3. ГАНС СТАНОВИТСЯ «ХЛЕБОТОРГОВЦЕМ»

   Волнение в деревне не прекращалось. Всем казалось несправедливым, что «вечным хлебом» обладает один Ганс. Рыбаки собрались на сходе, решили объявить тесто общей собственностью, реквизировать и поделить поровну. Однако шульц (старшина) признал это решение незаконным и отказался привести его в исполнение. Особенно волновались Людвиг и Фриц. Они даже осмеливались утверждать, что с законом нечего считаться, так как, когда писались законы, о «вечном хлебе» не знали. Однако большинство побоялось оказаться самоуправцами и нарушителями закона и нажить бед, если о самочинном законодательстве станет известно в центре. Во время одного из таких совещаний кто-то сообщил новость, что воры уже дважды похищали у Ганса часть теста. Воры были, по-видимому, совестливые, так как брали только не более тридцати граммов.
   — Нашлись же умные люди, — сказал Фриц. — Я бы даже это и кражей не назвал. Тесто не может принадлежать одному человеку, я давно твержу это.
   После того как Людвиг узнал о краже теста, у него твердо засела в голове мысль похитить у Ганса кусочек чудесного теста.
   В одну темную ночь он захватил с собой веревку и отправился к маяку. Ему удалось закинуть веревку с узлом на конце в одну из стенных расщелин, подтянуться на руках и влезть в комнату, где хранилось тесто. Когда он протянул руку впотьмах к той полке, на которой стоял горшок, неизвестное существо бросилось на него с необычайным криком и исцарапало ему лицо и руки. Людвиг от неожиданности вскрикнул, отступил назад и свалился вниз по лестнице. На шум вышел Ганс с фонарем в руке.
   — Что ты тут делаешь, Людвиг? — спросил старик.
   — Я… Я хотел накрыть вора, который крадет у тебя тесто. Но это, наверное, сам черт. Он исцарапал мне все лицо своими когтями.
   В черта, впрочем, Людвиг не верил и потому предложил Гансу пойти в верхнюю комнату с фонарем и осмотреть ее.

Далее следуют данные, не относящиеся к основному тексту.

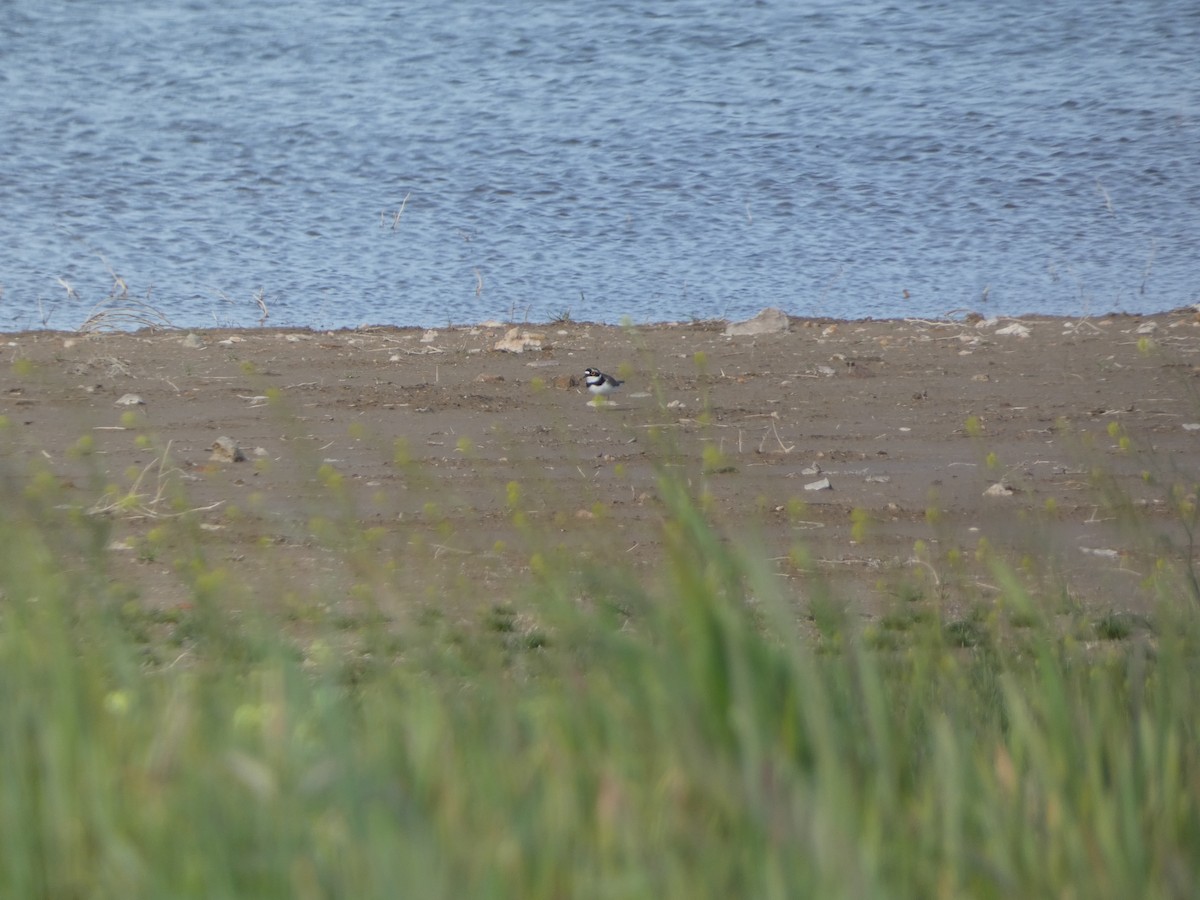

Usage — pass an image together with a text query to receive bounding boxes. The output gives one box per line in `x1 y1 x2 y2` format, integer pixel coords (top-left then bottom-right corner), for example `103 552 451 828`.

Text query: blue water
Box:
0 0 1200 329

   Когда они поднялись наверх, то увидали большого черного кота, который сердито ворчал на них.
   — Вот так вор! — удивился Людвиг. — Неужели и кошки находят вкус в этом тесте? — И с горечью подумал: «Они небось не считаются с глупыми законами». Но едва не попавшись на месте преступления, он уже не повторял попытки украсть тесто. Впрочем, дело скоро приобрело иной оборот.

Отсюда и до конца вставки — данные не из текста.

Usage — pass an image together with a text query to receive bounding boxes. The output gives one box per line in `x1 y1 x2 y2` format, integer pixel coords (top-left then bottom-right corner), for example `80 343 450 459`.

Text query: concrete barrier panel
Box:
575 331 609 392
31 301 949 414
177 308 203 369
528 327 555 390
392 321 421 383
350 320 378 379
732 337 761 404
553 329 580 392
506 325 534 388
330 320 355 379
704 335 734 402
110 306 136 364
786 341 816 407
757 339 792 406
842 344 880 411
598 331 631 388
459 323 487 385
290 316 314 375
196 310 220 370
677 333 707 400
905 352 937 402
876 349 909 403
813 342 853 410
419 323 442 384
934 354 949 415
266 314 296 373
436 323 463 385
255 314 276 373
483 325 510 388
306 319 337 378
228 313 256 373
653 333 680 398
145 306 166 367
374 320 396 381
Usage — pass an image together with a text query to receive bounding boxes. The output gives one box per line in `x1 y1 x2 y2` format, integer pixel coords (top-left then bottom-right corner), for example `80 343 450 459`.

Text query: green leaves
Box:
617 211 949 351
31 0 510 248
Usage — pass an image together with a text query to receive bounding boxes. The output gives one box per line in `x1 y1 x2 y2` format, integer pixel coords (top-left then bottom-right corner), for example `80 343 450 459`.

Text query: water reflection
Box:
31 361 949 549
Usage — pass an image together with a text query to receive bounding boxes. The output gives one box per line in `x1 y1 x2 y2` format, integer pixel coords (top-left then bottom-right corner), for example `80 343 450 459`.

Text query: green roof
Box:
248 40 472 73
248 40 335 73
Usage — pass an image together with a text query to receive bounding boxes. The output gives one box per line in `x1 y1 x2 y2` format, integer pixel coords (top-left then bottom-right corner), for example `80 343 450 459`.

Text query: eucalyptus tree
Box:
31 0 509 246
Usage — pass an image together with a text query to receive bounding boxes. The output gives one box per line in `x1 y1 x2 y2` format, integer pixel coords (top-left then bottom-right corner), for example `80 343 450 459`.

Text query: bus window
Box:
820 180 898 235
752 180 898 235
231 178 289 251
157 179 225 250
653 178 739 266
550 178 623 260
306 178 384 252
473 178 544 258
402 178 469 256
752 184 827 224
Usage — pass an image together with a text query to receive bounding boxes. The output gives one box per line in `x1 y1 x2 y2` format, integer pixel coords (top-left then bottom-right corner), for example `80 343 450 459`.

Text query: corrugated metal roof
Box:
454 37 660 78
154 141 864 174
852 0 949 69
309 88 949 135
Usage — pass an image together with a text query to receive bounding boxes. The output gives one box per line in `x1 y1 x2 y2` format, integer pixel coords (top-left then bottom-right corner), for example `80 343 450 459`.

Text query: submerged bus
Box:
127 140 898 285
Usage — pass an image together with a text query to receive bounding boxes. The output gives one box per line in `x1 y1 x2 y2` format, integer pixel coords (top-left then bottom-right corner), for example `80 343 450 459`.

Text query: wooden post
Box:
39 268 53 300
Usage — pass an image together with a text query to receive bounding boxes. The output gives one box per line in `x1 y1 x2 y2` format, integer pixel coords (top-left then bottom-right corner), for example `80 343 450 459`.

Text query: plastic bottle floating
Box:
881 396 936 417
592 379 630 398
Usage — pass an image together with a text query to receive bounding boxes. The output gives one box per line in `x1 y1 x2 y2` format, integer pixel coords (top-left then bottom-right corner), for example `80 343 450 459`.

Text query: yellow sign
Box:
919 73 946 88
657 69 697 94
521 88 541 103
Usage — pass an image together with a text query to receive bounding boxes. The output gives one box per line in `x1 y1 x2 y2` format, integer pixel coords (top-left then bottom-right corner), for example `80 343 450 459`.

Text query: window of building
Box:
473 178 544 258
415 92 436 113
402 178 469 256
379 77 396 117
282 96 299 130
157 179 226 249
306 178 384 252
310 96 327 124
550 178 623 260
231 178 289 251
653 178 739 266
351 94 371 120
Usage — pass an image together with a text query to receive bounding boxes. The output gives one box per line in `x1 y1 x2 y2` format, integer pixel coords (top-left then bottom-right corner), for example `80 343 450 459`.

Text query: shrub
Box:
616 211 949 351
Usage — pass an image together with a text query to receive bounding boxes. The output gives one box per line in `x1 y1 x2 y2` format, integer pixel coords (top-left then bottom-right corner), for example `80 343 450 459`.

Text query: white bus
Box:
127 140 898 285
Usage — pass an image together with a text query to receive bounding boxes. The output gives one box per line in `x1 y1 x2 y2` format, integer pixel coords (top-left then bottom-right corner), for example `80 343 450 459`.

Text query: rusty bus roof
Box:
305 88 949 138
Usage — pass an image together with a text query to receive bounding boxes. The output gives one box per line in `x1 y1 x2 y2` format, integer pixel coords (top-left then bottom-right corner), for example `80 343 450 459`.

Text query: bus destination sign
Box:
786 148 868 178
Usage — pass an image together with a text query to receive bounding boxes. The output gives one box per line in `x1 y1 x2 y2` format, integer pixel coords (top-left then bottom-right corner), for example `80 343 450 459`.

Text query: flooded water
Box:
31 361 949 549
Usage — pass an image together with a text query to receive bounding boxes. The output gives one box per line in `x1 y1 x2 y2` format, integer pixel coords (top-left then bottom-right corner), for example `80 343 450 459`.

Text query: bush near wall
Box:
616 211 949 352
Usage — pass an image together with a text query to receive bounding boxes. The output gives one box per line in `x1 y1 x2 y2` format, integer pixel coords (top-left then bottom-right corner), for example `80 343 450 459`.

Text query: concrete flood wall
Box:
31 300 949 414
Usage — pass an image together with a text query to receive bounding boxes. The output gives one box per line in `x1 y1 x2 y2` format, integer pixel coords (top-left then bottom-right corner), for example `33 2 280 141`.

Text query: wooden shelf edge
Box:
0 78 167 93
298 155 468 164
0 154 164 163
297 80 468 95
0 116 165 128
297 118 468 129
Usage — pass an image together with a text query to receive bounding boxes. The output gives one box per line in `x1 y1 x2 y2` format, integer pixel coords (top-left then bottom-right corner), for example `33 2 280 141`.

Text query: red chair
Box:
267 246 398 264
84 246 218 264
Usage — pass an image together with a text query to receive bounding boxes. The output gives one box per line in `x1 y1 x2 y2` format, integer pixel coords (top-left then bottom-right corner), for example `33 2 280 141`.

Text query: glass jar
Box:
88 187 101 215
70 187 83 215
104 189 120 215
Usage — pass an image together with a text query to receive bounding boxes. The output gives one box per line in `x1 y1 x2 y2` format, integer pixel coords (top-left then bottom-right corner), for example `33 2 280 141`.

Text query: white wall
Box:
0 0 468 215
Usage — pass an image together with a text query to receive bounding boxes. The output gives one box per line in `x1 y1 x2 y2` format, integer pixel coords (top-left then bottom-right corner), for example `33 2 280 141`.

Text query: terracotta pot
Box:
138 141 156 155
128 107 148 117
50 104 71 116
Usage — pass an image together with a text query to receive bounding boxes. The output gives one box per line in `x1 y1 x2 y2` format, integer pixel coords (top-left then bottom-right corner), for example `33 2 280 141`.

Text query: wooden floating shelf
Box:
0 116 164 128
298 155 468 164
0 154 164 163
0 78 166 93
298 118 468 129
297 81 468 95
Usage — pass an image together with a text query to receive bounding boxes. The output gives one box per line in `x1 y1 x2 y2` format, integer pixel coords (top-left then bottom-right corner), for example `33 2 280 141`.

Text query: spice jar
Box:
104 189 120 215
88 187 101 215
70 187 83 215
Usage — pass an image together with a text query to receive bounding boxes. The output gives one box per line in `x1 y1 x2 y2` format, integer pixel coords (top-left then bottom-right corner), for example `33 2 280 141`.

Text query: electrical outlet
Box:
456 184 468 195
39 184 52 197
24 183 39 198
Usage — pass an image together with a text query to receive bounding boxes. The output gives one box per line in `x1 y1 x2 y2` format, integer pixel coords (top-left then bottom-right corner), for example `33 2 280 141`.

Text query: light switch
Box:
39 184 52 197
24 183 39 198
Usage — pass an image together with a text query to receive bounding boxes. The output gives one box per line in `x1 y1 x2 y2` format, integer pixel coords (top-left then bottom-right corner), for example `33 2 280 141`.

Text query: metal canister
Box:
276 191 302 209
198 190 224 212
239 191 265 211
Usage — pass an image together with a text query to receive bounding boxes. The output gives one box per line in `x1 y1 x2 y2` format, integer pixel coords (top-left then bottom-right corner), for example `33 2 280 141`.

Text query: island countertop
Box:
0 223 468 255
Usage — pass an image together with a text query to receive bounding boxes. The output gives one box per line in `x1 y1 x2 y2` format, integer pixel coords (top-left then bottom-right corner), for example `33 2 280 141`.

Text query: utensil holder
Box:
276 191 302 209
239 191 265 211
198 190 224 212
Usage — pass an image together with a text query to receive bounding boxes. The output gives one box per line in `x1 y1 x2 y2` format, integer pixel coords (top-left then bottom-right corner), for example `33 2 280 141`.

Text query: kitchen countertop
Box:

   Ганс был обеспечен хлебом и не голодал. Но, у него свалились с ног сапоги, ветхая одежда расползалась на пополневшем теле, он не имел дров, и ему приходилось мерзнуть в своем полуразвалившемся маяке. Словом, он оставался нищим, хотя и сытым нищим.
   Этим воспользовались деревенские богатей. Они начали наперерыв искушать его продать им тесто за сапоги, новую шубу, дрова. Ганс долго крепился и не поддавался этим искушениям. Однако, когда в середине декабря наступили сильные морозы, он не удержался и начал торговать тестом. Сам он уже достаточно отъелся, старческий организм не требовал много. Ганс не съедал за день половины теста, и у него оставался небольшой излишек. Этот излишек он и пускал в торговый оборот, продавая каждый день кому-нибудь часть теста. На покупку теста установилась очередь. Чем дальше шла торговля, тем больше охватывал Ганса дух наживы. Он запрашивал все большую цену, торговался, как ростовщик. Его ругали, но платили. Нельзя же отстать от других.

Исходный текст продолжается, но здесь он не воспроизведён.